# icw bridge heights?



## TSOJOURNER (Dec 16, 1999)

Has anyone who sailed the icw would have information on what mast height is too high for the bridges?

Lia
s/v Libo3
Barnegat Bay, NJ


----------



## GordMay (Dec 19, 2002)

See:
http://www.inter-yacht.com/CC/icwrestr.htm
and:
http://www.islandhopping.com/bridges.html


----------



## camaraderie (May 22, 2002)

Thanks for the good links Gord. The thing that jumped out at me was that the 65''controlling height for the fixed bridges along the waterway is apparently nnot honored in Cocoa Beach with a 63 ft. height. While the Julia Tuttle low height is well known, I was unaware of the Cocoa problem...Does anyone know if this is true...and if so, what are tide heights there. Heading south soon with a 63 ft mast & don''t wanna lose my rig! Best...GB


----------



## jack_patricia (May 20, 2001)

Lia, you might want to narrow your definition of ICW a bit. If you''re thinking of the East Coast, 65'' seems to be the limit. The Okeechobee is 50'' and parts of the Gulf Coast ICW is 55'' (with a few exceptions in/around Pensacola that take it lower).

Jack


----------



## TSOJOURNER (Dec 16, 1999)

Cocoa beach isn''t on the ICW, the closest you can get is taking the barge canal over to the port at Cape Canaveral.

The bridge at 528 is something like 36 feet, and a few miles south of that is 520, which is even lower at something around 25 feet. If you come up from the south, and you have a short mast, you can make it under Pinedas causeway bridge at something like 43 feet.

The Banana River (body of water you need to go through to get to CB) is extremely shallow, there are channels, but the depth prohibits sailboats with any substantial draft. 

I''ve plied those waters constanty in my youth in a daysailor. There''s a reason it''s not considered a sailing haven. Even with a daysailor I was constantly pulling up the centerboard, as the bulk of the river is a foot or two deep.


----------



## gershel (Feb 4, 2001)

I think Lia meant Cocoa , not Cocoa Beach. I''ve noticed that many people make the same mistake.
I think all fixed ICW bridges are 65''except the one in Fla.
Marc


----------



## TSOJOURNER (Dec 16, 1999)

You''re probably right.
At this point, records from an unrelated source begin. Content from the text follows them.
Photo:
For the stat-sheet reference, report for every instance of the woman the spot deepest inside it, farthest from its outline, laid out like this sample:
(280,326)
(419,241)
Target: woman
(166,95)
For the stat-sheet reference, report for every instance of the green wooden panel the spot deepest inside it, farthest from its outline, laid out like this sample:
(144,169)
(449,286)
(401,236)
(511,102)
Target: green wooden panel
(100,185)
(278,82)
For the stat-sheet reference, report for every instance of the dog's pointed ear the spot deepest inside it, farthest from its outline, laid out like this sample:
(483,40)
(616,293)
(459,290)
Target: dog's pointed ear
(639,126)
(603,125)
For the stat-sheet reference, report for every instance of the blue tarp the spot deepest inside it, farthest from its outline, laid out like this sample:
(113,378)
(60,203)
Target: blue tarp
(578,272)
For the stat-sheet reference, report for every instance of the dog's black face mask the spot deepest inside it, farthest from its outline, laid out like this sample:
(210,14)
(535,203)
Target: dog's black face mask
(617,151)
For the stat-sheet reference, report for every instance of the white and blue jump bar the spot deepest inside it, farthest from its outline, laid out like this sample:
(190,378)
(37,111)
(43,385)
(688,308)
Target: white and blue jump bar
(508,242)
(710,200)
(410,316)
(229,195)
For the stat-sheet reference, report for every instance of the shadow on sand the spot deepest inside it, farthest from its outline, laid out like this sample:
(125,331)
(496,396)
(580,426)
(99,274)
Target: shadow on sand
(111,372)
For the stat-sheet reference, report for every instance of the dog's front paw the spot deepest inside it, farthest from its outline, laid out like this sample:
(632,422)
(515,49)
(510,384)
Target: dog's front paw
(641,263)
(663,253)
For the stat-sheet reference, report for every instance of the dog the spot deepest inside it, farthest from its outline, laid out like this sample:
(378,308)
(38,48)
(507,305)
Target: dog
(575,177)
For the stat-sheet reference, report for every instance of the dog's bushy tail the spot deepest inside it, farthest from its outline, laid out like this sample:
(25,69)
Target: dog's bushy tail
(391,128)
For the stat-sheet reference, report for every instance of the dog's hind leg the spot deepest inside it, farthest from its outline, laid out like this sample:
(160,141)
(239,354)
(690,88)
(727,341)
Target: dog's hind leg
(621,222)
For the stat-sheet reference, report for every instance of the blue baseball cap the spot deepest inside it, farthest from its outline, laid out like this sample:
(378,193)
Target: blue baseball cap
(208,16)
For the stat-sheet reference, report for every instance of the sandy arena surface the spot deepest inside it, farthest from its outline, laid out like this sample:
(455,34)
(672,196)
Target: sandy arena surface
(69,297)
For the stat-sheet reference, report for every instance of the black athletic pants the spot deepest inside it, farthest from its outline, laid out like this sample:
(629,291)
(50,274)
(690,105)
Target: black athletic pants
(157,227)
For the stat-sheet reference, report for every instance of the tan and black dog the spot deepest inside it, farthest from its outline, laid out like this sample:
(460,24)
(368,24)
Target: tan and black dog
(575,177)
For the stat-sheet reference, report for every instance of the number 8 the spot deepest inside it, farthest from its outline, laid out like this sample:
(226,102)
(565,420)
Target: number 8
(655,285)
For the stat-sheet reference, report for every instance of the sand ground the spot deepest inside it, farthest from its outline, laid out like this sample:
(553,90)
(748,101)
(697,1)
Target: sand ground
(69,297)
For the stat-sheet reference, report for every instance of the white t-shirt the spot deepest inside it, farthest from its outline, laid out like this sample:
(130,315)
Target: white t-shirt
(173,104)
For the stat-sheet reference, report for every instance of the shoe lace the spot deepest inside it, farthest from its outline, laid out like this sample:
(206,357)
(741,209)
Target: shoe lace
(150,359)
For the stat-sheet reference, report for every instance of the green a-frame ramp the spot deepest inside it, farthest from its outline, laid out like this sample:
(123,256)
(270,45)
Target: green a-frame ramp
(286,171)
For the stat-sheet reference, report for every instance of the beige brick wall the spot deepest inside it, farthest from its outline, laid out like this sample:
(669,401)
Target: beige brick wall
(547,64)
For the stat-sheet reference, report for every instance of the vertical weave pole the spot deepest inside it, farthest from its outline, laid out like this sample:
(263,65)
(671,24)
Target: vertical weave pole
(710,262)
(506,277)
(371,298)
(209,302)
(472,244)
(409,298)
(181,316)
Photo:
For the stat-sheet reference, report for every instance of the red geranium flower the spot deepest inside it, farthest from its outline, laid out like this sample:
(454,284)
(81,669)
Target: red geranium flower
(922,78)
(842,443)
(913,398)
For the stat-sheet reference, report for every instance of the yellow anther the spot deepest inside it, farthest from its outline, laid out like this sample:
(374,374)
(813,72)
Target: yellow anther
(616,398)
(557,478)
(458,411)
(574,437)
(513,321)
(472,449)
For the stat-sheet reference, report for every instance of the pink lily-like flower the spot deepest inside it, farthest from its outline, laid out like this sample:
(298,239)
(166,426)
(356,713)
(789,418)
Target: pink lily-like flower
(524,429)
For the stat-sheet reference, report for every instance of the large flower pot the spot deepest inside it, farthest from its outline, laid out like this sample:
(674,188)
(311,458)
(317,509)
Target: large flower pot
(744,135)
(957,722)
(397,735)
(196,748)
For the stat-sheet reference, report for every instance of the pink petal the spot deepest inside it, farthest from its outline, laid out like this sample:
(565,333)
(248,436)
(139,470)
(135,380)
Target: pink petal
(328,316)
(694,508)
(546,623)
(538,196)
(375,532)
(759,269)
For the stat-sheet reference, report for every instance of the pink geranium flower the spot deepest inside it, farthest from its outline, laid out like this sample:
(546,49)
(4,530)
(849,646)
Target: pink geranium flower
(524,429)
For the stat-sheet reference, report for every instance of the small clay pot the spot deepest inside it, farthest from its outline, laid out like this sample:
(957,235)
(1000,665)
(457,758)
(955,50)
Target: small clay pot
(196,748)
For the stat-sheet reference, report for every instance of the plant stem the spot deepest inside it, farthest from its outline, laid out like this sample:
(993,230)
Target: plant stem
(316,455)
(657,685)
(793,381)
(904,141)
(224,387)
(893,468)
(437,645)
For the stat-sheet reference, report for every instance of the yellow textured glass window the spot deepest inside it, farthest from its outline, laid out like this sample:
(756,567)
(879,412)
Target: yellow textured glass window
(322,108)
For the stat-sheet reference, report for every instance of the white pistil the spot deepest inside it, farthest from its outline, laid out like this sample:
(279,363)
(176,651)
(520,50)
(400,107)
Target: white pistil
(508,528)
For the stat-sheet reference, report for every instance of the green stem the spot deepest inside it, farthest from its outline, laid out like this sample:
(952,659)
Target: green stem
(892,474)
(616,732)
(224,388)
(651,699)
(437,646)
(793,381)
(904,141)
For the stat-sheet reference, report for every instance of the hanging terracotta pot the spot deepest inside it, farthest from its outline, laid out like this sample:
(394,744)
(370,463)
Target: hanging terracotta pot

Having grown up in Cocoa Beach it becomes a pretty automatic reation to say "Cocoa BEACH" when someone says something like "I hear you''re from Cocoa," but I''m not used to people mistaking Cocoa for Cocoa Beach.

Regardless, my charts have both bridges between Merritt Island and Cocoa (528 and 520) both being at 65 feet.


----------